I riconoscimenti sono stati conferiti a:

►Giuseppe Codovini (Tiberina Holding) – Industrial Products

►Giovanni Clementoni (Clementoni) – Retail & Consumer Products

►Gianpiero Calzolari (Granarolo) – Food & Beverage

►Barbara Cimmino, Raffaele Carlino, Francesco Fabbrica (Pianoforte Holding) – Fashion & Luxury

►Paolo Scudieri (Adler Group) – Globalization

►Alessandro Barberis Canonico (Vitale Barberis Canonico) – Family Business

►Massimo di Martino (Abiogen Pharma) – Innovation & Technology

►Enrica Acuto Jacobacci (Jacobacci & Partners) – Services

► Premio Speciale EY: Luigi Lazzarin di Latteria Montello Spa per il Marchio Nonno Nanni

►Premio Start up: Civitanavi Systems (Andrea Pizzarulli)

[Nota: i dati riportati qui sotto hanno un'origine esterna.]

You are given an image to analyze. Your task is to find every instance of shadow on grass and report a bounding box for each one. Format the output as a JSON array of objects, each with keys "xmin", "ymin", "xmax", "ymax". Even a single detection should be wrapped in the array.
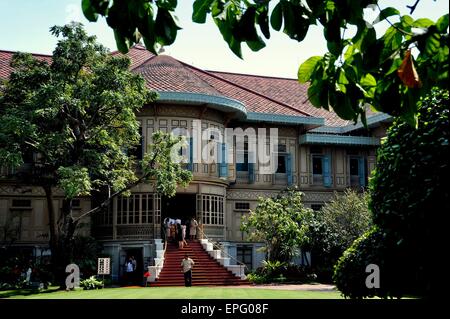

In finale anche Advanced Materials (Antonio Cianci) e Satispay (Alberto Dalmasso, Dario Brignone, Samuele Pinta)

Milano, 24 Novembre 2016 – Federico Marchetti, Amministratore Delegato di YOOX NET-A-PORTER GROUP, è il Vincitore Nazionale della XX° edizione del Premio EY L’Imprenditore dell’Anno. Il prestigioso riconoscimento, promosso da EY con Azimut Wealth Management, è riservato a imprenditori alla guida di aziende con un fatturato di almeno 25 milioni di euro e che abbiano saputo creare valore, con spirito innovativo e visione strategica, contribuendo alla crescita dell’economia italiana.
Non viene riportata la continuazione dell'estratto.